It seems that a real estate developer named Zucker bought the North Shore Country Club outside of New York City after its membership fell upon hard times. (At least ten families had invested with Bernie Madoff.). All the members agreed that the golf course which opened in 1916 had been the work of a famous designer named Tillinghast. However, after closing on the purchase, Zucker began to hear rumors that someone else had been the designer.
The source of those rumors was the biographer of two other famous course designers named MacDonald and Raynor. Several years earlier an acquaintance had suggested that he take a look at the North Shore course because it seemed to have a lot of features that were characteristic of MacDonald and Raynor’s work. The author agreed and subsequently called in another expert who concluded that the course did not bear any evidence of Tillinghast’s handiwork.

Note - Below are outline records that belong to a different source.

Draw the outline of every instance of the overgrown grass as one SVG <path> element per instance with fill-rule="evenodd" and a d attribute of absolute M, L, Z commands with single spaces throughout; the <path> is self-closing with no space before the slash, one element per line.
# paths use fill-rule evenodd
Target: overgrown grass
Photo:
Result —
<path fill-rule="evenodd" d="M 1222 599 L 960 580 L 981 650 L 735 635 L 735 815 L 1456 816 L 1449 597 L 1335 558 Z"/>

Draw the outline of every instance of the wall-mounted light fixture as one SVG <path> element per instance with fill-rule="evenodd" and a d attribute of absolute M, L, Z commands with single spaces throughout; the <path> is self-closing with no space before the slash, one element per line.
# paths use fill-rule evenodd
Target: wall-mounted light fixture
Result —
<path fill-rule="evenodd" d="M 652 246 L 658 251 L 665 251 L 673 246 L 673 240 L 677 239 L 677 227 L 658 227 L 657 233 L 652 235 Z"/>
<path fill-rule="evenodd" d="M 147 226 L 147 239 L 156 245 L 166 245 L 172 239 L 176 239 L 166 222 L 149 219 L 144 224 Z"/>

A careful search of the club’s records turned up evidence of payments to Raynor as well as a letter thanking both MacDonald and Raynor for their contribution. There was no evidence of Tillinghast’s involvement in designing the course and Tillinghast never listed it among his credits. Nevertheless, an official history of golf clubs in the New York area reported that Tillinghast had been paid $75,000 to design the course.
In 1916, Tillinghast was at the height of his fame and Raynor was just starting out. Nevertheless, Raynor subsequently designed many famous courses so Zucker was not too put out to find out the truth. Still it struck him as odd.
"I'm amazed how all the most knowledgeable people in golf, for so many years, made the assumption that because everyone else said Tillinghast was involved, that it must be true, even with no background evidence," Mr. Zucker said.